Project

Introduction

As part of the course work, you need to do a project. For this purpose, you are supposed to find an appropriate dataset in one of the following data repositories:

Then you should define a problem with some goals. The first milestone of the project is to submit information about the dataset and your problem.

The second milestone of the project is to read technical papers that are related to your problem (or to your dataset) and submit a summary of that.

You have about a month to work on your project. During this time you should apply appropriate machine learning algorithms to your data in order to solve the problem you defined in the first milestone. While it is important to get meaningful and acceptable results, your mainly grade on your ability to first selecting an appropriate model and second, properly using that model to solve the problem.

Project Milestones

  • First milestone: find the dataset and define the problem by the end of second week (on Saturday of the second week by midnight).
  • Second milestone: complete your literature review on the subject by the end of 5th week (on Saturday of the 5th week by midnight).
  • Third milestone: almost finish your work and submit your oral presentation by the end of the 8th week (on Saturday of the 8th week by midnight).
  • Fourth milestone: short paper, considering the reviews by your classmates, three days after the Saturday of the 10th week.

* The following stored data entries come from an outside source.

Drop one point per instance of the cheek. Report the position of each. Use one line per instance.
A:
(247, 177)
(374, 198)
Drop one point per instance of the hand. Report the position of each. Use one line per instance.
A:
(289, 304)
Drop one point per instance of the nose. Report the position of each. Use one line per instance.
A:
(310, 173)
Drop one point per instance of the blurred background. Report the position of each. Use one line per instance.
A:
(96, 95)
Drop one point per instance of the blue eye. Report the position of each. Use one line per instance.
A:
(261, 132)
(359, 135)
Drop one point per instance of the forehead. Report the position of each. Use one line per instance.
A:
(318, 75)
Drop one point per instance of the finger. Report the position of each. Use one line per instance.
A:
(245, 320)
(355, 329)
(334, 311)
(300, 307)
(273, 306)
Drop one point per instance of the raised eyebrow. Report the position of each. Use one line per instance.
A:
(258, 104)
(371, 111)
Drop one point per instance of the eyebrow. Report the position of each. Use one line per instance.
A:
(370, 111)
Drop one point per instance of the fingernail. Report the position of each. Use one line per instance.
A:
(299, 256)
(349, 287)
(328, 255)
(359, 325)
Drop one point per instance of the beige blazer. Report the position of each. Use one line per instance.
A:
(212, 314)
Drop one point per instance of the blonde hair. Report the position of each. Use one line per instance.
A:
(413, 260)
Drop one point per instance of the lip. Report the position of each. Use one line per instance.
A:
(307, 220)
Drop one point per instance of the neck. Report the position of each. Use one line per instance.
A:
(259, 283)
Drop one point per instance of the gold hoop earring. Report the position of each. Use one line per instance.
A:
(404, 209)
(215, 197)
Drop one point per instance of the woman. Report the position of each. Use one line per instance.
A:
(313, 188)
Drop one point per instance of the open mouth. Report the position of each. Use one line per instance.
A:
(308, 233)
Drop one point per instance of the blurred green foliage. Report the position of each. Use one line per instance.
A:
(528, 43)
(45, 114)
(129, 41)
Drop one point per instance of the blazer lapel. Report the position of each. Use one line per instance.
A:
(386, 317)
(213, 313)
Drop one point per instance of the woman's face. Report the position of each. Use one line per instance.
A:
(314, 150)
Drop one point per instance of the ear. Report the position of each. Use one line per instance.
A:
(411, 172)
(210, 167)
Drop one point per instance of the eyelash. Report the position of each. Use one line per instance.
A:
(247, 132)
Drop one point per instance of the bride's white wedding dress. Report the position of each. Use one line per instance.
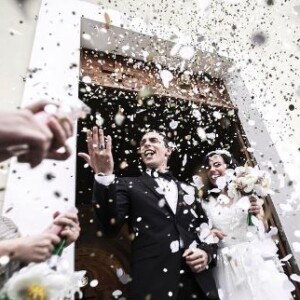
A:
(247, 265)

You also have to review your classmates work during the 9th week and submit your review feedbacks by the midnight of Saturday of the 9th week.

What to deliver?

This project has two deliverable:

  • A presentation: you do the presentation on your convenience, record the video, and submit that on Canvas
  • A short (three-page) paper: which contain your problem statement and motivation, literature review, summary of your work, and your results.

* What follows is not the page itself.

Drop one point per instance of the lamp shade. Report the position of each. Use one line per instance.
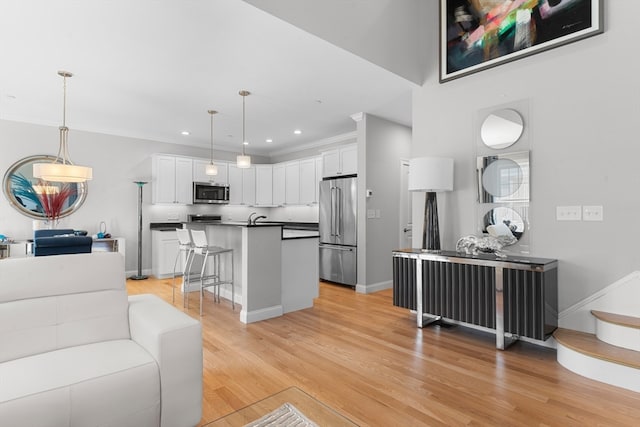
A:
(59, 172)
(431, 174)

You have to review at least five other projects, using their recorded presentations.

What is an appropriate problem?

An appropriate problem for the course project is a one that satisfies the following conditions:

  • The problem does not have a trivial solution
  • The problem has at least one impact in a particular domain related to business.
  • You use at least two machine learning algorithms to solve the problem. This can be two algorithms that you use sequentially (such as clustering and regression, or PCA and classification), or two algorithms that you want to compare their performance (such as KNN and Naive Bayes, or SVM and neural networks).

The dataset that is used should satisfy the following conditions:

  • Is a non-trivial dataset: examples of trivial datasets are datasets with a constant value for all the records, or with a single obvious pattern.
  • Has more than two features
  • Has more than 100 records (i.e., data points)
  • Is sufficiently large and contain sufficient features that can be used to solve your problem

Project Rubric

The whole project has 200 points and contributes for 20% of the final grade. The points are broken down as follows:

  • 1st milestone: 10 points
    • Dataset satisfies the requirements: 3 points
    • Project definition is clear: 4 points
    • Project definition satisfies the requirements: 3 points

 

  • 2nd milestone: 50 points
    • 10 points for each previous work (5 is required):

      • 5 points for the summary
      • 3 points for the critics
      • 2 points for the writing and presentation

 

  • 3rd milestone: 50 points
    • Articulates clearly: 5 points
    • Speaks confidently: 5 points
    • Speed of delivery is appropriate: 5 points
    • Speaks at an appropriate volume: 5 points
    • Speaks with good expression: 5 points
    • Covers motivation and literature review of the project: 5 points
    • Covers method and implementation: 10 points
    • Covers results: 5 points
    • Has a clear conclusion and at least one non-trivial suggestion for future work: 5 points

 

  • 4th milestone: 75 points
    • Introduction: 5 points
    • Literature review: 10 points
    • Explanation of method: 10 points
    • Explanation of implementation: 10 points
    • Explanation of experiment setup: 10 points
    • Results presentation: 5 points
    • Results discussion: 10 points
    • Appropriate performance metric selection: 5 points
    • Conclusion: 5 points
    • Writing: 5

 

  • Overall evaluation (project evaluation is primarily based on the following criteria): 40 points
    • The student was able to select an appropriate method to solve the problem: 10 points
    • The student was able to select an appropriate performance metric: 5 points
    • The dataset is appropriate for the defined problem: 5 points
    • The student was able to appropriately implement the method: 10 points
    • The student has reported appropriate results in the oral presentation and the paper: 10 points

Programming Language

There is no constraint on the programming language that is used for the implementations. Python is recommended.